Estudante de medicina é preso por suspeita de desvio de benefício

Mike é amigo de Thiago Santos Lima, 25, gestor do fundo municipal da assistência social e apontado como responsável pelo desvio de R$ 100 mil

O estudante de medicina Mike Alex Cardoso, suspeito de envolvimento no desvio de verbas da Prefeitura de Salvador para desabrigados da chuva, foi preso temporariamente nesta segunda-feira (28).

De acordo com a Polícia Civil, o mandado de prisão temporária e dois de busca e apreensão foram cumpridos na casa do estudante, localizada no bairro dos Barris, e em outro imóvel utilizado por Mike no bairro do Stiep. Computadores, celulares e pendrives foram apreendidos e serão analisados pelo Departamento de Polícia Técnica (DPT).

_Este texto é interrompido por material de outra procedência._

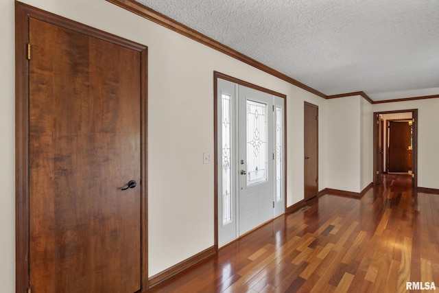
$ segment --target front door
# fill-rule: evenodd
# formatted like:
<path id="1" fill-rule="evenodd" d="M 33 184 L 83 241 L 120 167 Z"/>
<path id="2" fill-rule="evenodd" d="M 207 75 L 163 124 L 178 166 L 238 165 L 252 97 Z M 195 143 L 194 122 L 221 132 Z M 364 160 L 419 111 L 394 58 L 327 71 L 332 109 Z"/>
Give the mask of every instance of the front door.
<path id="1" fill-rule="evenodd" d="M 242 86 L 238 93 L 239 232 L 242 235 L 273 217 L 273 97 Z"/>
<path id="2" fill-rule="evenodd" d="M 29 21 L 30 289 L 137 292 L 142 50 Z"/>
<path id="3" fill-rule="evenodd" d="M 285 211 L 284 101 L 217 80 L 218 244 Z"/>

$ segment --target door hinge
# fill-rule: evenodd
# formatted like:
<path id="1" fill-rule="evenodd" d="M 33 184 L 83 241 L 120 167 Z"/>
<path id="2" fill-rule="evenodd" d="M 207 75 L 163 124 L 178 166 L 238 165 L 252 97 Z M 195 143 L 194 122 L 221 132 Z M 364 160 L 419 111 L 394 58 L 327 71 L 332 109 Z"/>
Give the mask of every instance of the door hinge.
<path id="1" fill-rule="evenodd" d="M 27 43 L 27 60 L 30 60 L 30 43 Z"/>

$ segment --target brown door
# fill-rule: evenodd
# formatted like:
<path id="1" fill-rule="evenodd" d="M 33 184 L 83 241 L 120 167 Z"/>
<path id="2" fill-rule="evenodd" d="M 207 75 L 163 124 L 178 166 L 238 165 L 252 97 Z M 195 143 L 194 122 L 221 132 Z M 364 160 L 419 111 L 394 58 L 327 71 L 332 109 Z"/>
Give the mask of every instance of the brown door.
<path id="1" fill-rule="evenodd" d="M 318 107 L 305 102 L 305 200 L 318 193 Z"/>
<path id="2" fill-rule="evenodd" d="M 389 121 L 389 172 L 408 172 L 411 126 L 407 121 Z"/>
<path id="3" fill-rule="evenodd" d="M 29 41 L 32 292 L 138 291 L 141 54 L 35 19 Z"/>

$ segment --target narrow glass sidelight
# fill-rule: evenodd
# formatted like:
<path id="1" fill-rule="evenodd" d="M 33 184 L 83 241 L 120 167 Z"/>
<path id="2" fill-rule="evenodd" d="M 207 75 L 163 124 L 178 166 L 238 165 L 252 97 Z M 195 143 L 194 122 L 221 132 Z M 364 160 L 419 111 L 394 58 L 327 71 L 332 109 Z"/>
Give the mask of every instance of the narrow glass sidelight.
<path id="1" fill-rule="evenodd" d="M 231 172 L 231 145 L 232 145 L 232 117 L 231 97 L 222 95 L 222 224 L 225 225 L 232 222 L 232 172 Z"/>
<path id="2" fill-rule="evenodd" d="M 282 132 L 283 132 L 282 125 L 282 108 L 276 107 L 276 155 L 275 155 L 275 168 L 276 168 L 276 200 L 280 202 L 283 200 L 282 194 Z"/>
<path id="3" fill-rule="evenodd" d="M 268 180 L 267 104 L 247 100 L 247 186 Z"/>

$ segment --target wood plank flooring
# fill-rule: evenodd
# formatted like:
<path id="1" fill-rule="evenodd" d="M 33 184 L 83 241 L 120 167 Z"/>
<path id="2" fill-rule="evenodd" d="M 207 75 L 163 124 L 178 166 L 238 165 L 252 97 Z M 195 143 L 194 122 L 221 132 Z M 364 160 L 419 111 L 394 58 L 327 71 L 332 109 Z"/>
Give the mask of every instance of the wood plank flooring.
<path id="1" fill-rule="evenodd" d="M 406 282 L 439 292 L 438 194 L 387 175 L 361 199 L 327 194 L 308 205 L 148 292 L 421 292 Z"/>

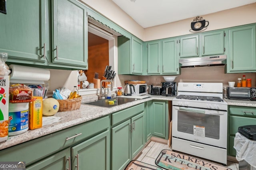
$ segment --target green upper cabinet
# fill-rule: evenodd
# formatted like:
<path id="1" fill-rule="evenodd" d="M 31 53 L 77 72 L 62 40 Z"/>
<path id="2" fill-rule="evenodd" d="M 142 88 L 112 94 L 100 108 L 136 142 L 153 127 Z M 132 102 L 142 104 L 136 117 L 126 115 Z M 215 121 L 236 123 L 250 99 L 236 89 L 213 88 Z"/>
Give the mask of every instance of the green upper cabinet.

De acordo com a delegada Ana Karina Sampaio Guerra, titular Delegacia de Crimes Econômicos e Contra a Administração Pública (Dececap), Mike é amigo de Thiago Santos Lima, 25, gestor do fundo municipal da assistência social e apontado como responsável pelo desvio de verbas do auxílio a desabrigados da Secretaria de Promoção Social, Esporte e Combate à Pobreza, da Prefeitura de Salvador. O prejuízo aos cofres públicos é estimado em R$ 100 mil.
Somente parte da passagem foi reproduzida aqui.